The Channel logo

Microsoft cloud evaporated by one busted file

A corrupted file in Microsoft's DNS services brought down its cloud across the world, the software giant has revealed. In a dramatic failure, Office 365 and Windows Live services including Hotmail and SkyDrive fell over for more than three hours earlier this month, causing further embarrassment for Redmond. No customer data was …

This topic is closed for new posts.
Anonymous Coward
Anonymous Coward

Blaming it on their F5s?

I call bullshit. I've seen F5s used for years without problems - the only place that seems to have consistent trouble with them is MSO.

Anonymous Coward
Anonymous Coward

Err?

It doesn't say F5 anywhere in the article or the linked blog post, I call knee jerk.

Anonymous Coward
Anonymous Coward

It doesn't say it

...but that's what they use ; )

As often as they have trouble with them (these BPOS-S outages aren't the half of it - for a while we were averaging a load balancer issue of one sort or another every 2-3 months for our dedicated environment) the only reasonable explanation is operator error.

Anonymous Coward
Anonymous Coward

"further hardening the DNS service to improve its overall redundancy and fall-over capability"
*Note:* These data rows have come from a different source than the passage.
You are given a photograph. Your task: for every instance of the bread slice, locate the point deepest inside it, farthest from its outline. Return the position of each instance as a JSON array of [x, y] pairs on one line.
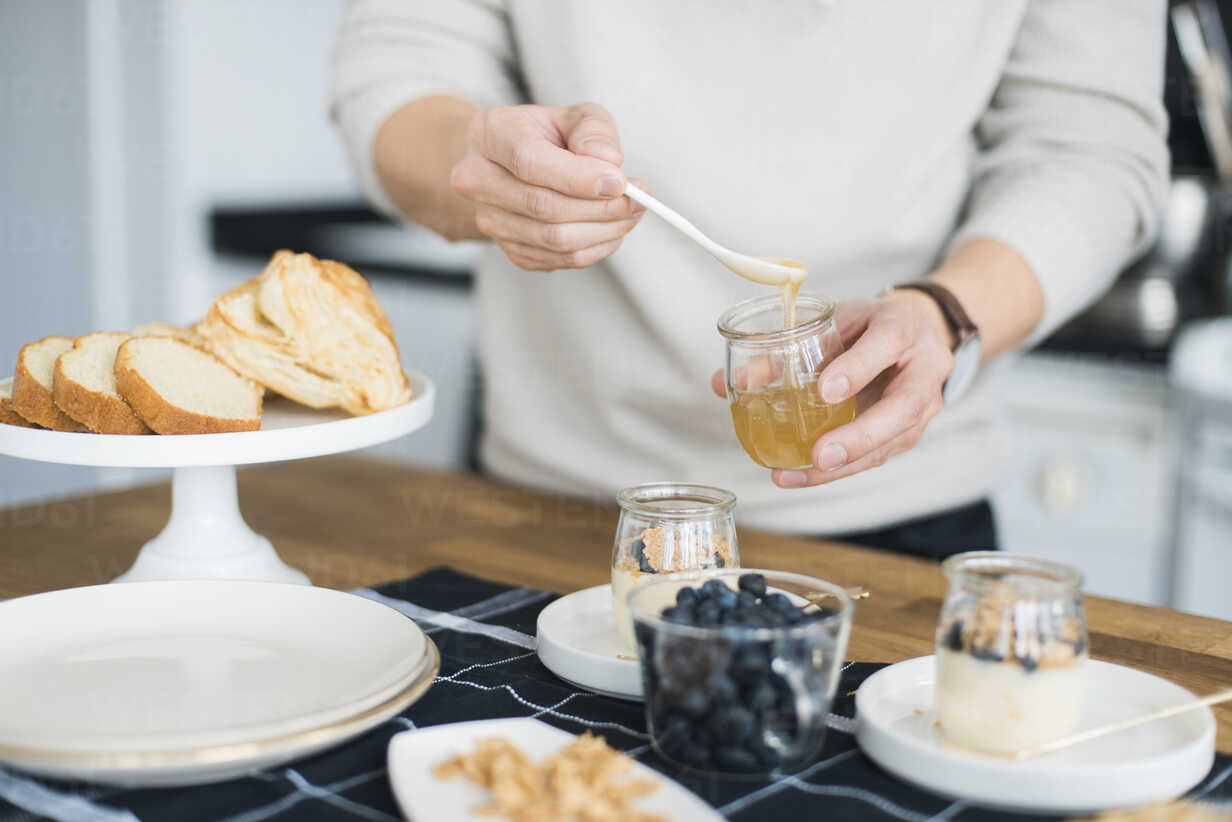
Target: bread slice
[[32, 383], [8, 415], [85, 386], [311, 330], [240, 337], [178, 388]]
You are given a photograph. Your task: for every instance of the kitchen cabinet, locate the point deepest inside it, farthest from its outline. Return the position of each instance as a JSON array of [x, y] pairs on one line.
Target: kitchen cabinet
[[1090, 470]]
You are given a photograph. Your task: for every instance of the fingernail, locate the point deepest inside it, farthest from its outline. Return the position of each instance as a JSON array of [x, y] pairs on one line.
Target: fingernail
[[835, 388], [832, 456], [610, 186], [791, 478]]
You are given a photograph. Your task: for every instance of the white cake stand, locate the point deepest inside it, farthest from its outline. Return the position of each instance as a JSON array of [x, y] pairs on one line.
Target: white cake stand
[[206, 536]]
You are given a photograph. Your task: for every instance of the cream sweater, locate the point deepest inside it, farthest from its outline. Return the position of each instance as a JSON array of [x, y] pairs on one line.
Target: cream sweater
[[863, 137]]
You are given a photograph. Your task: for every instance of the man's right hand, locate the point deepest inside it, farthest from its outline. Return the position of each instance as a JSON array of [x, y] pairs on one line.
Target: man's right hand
[[546, 184]]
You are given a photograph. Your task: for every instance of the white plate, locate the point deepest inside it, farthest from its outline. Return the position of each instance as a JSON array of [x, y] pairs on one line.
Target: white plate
[[425, 799], [578, 642], [1150, 763], [288, 431], [184, 682]]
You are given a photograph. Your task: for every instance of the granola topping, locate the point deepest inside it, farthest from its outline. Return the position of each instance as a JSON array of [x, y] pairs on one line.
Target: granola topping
[[658, 550]]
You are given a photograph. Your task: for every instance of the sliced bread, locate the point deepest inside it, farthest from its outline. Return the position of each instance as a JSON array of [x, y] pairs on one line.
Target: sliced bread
[[8, 415], [311, 330], [32, 385], [85, 386], [178, 388]]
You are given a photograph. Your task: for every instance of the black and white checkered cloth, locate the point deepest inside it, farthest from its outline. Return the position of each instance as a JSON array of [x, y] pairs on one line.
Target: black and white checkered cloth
[[486, 634]]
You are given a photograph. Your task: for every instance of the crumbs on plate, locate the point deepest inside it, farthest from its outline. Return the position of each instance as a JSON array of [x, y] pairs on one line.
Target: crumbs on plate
[[579, 781]]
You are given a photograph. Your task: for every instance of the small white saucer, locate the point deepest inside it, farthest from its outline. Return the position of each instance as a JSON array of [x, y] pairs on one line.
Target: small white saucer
[[578, 642], [421, 796], [1155, 762]]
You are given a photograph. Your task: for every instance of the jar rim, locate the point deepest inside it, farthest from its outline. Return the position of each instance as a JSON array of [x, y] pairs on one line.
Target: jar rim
[[742, 311], [1040, 576], [648, 499], [843, 615]]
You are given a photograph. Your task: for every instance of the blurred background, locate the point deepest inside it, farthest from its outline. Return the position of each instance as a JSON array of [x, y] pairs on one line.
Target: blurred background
[[153, 153]]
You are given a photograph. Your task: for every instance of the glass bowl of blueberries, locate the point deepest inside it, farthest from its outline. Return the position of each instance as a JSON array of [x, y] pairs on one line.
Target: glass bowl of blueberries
[[739, 667]]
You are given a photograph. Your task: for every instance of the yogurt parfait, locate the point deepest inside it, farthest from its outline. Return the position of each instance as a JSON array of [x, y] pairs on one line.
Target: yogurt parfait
[[667, 528], [1010, 647]]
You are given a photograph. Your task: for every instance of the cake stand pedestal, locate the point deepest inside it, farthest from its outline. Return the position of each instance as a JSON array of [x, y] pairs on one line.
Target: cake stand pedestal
[[206, 536]]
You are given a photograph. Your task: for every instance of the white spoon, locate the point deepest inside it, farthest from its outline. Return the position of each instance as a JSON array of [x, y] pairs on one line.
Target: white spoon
[[769, 272]]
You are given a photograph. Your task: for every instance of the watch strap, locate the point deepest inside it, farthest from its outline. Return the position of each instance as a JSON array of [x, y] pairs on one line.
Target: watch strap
[[960, 323]]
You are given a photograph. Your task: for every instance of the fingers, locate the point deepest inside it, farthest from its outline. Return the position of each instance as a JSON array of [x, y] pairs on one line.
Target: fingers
[[536, 259], [912, 399], [880, 346], [484, 181], [589, 130], [518, 142], [903, 443], [550, 237]]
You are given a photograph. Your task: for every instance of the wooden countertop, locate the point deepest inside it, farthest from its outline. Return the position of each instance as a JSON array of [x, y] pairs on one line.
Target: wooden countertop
[[352, 521]]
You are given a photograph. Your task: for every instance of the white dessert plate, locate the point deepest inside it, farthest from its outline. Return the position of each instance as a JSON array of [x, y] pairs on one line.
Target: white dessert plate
[[578, 642], [1155, 762], [288, 431], [423, 797], [186, 682]]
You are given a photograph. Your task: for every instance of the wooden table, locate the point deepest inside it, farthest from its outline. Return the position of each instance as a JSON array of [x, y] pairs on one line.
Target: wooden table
[[351, 521]]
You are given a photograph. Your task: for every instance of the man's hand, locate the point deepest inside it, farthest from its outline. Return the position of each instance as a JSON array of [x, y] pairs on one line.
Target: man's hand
[[546, 184], [897, 359]]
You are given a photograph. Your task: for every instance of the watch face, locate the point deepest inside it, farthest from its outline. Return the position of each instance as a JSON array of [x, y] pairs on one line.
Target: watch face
[[966, 366]]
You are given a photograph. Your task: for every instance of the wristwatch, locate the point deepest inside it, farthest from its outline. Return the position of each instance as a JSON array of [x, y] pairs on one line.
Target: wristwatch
[[967, 351]]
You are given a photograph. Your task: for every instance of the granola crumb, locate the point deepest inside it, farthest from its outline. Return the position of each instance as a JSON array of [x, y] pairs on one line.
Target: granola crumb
[[579, 781]]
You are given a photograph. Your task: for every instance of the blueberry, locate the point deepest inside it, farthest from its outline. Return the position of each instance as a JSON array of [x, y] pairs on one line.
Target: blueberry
[[754, 583], [749, 664], [725, 690], [734, 758], [779, 602], [732, 722], [954, 636], [726, 598], [693, 703], [760, 696]]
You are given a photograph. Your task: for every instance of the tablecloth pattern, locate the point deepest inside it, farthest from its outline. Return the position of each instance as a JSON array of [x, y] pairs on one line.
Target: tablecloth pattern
[[486, 635]]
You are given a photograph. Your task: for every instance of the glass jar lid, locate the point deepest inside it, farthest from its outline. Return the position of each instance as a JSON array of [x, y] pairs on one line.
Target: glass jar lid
[[760, 318], [675, 500]]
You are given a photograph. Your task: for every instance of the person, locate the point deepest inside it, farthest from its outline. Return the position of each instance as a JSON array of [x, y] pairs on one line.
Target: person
[[1012, 153]]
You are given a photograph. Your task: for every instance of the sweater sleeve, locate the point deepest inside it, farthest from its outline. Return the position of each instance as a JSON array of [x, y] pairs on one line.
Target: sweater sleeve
[[393, 52], [1073, 162]]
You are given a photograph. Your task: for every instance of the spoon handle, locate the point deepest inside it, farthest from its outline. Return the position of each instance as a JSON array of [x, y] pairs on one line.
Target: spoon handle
[[676, 221], [1093, 733]]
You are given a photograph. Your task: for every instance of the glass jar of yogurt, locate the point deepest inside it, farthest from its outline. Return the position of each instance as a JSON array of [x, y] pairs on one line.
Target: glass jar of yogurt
[[664, 528], [1010, 647]]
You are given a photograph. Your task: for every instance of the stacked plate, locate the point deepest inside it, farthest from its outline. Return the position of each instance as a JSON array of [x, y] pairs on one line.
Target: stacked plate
[[178, 683]]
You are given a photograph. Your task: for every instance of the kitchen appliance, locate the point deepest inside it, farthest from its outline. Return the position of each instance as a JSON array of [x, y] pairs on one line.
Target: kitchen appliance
[[1201, 374]]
I don't think they need to improve the fall-over capability - that part certainly seems to be working well.

Keep it all on the cloud

Access to your data anywhere

Then suddenly - No access from anywhere.

Windows

Most cloud professionals* would add the proviso: "...but probably best not *that* cloud..."

There are a few companies out there that seem to know their stuff; enviable uptime and reliability. That's never really been Microsoft's strong point, has it?

*Cue luddite hordes with their "cloud professional? Tautology, that!" cleverness...

Facepalm

D'oh.

Logic 101.

I meant contradiction, not tautology. I feel such a fool...

I would say that most profesionals would not keep their data on any cloud...

...other than for backup.

Anyone's server can go down. Even your own. But you can do something about your own server. You don't want to be at the hands of someone not entirely interested in your companies profits, only their own liability clause.

Numpties.

Remind me again why I should trust a company with centralized control of my data ... Especially when that company spent decades trying to move control of the personal desktop from mainframe data centers to the personal computer?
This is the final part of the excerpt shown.